DNA damage induced by G-quadruplex ligand PyBI and its synthetic lethality with DNA repair inhibitors in cancer cells

The existence of G-quadruplexes (G4s) in vivo verified by diverse techniques, accompanied with their regulatory roles in cellular processes, highlight G4s as a target for various disease treatment. Targeting G-quadruplex DNAs to cause DNA damage has a good prospect for cancer therapy. However, previous studies on DNA damage induced by G4 ligands and its repair response thereof mainly focused on limited scaffolds such as CX series drugs, PDS families, etc.
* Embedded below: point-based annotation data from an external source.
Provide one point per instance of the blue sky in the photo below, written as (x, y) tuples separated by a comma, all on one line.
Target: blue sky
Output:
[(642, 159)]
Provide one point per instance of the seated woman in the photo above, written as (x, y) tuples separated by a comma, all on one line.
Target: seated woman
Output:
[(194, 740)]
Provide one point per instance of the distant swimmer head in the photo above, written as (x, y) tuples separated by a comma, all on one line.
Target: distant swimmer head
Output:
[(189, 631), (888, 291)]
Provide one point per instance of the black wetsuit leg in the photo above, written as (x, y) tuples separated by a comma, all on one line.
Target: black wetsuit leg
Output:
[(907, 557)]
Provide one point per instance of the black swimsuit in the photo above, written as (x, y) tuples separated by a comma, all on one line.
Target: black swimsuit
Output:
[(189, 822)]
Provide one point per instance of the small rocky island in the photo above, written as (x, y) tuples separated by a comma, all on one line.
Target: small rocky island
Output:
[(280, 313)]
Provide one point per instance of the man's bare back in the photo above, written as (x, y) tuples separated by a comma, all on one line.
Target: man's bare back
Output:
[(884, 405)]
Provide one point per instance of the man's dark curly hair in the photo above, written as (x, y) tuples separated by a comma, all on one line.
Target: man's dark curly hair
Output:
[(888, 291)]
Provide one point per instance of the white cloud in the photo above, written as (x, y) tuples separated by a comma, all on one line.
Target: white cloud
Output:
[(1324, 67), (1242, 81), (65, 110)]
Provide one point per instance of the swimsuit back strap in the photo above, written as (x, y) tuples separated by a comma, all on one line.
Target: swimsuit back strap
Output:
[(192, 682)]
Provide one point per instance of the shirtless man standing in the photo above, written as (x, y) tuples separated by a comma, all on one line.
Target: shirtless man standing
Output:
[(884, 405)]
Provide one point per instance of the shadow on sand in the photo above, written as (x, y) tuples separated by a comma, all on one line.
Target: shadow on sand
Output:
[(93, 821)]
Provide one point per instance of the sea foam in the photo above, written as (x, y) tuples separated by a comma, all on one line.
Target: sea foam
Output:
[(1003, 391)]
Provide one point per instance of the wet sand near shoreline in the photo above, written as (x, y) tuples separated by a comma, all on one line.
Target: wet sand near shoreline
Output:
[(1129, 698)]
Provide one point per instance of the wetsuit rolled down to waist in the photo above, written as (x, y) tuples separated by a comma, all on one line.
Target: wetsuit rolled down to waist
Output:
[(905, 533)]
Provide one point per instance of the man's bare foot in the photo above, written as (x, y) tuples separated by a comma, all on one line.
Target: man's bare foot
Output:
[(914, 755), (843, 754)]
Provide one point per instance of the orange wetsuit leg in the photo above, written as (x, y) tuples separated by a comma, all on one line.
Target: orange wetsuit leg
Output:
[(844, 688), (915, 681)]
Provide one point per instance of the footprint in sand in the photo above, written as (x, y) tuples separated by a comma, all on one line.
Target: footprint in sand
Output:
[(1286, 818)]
Here, we systematically investigated the DNA damage and repair mechanism induced by a good G4 stabilizer with bis(benzimidazole)pyridine as its key scaffold, which we termed as PyBI. PyBI can stabilize G4s both in vitro and in vivo, and cause DNA double strand breaks (DSB) and genome instability during DNA replication, resulting in cell cycle stagnation in G2/M phase and the increase of RAD51 and 53BP1 foci. Significantly, we applied Cleavage Under Targets and Tagmentation (CUT&Tag) for genome-wide mapping DNA damage sites induced by PyBI in cancer cells. Together with its G4 mapping result by CUT&Tag, we revealed that DNA damage caused by PyBI might be mediated by G4 stabilization. Moreover, we thoroughly investigated the synthetic lethality of PyBI with a small library of DNA repair inhibitors. PyBI exhibited good synthetic lethality effects with RAD51 and DNA-PK inhibitor, providing a new prospect for the treatment of genetically defective cancers.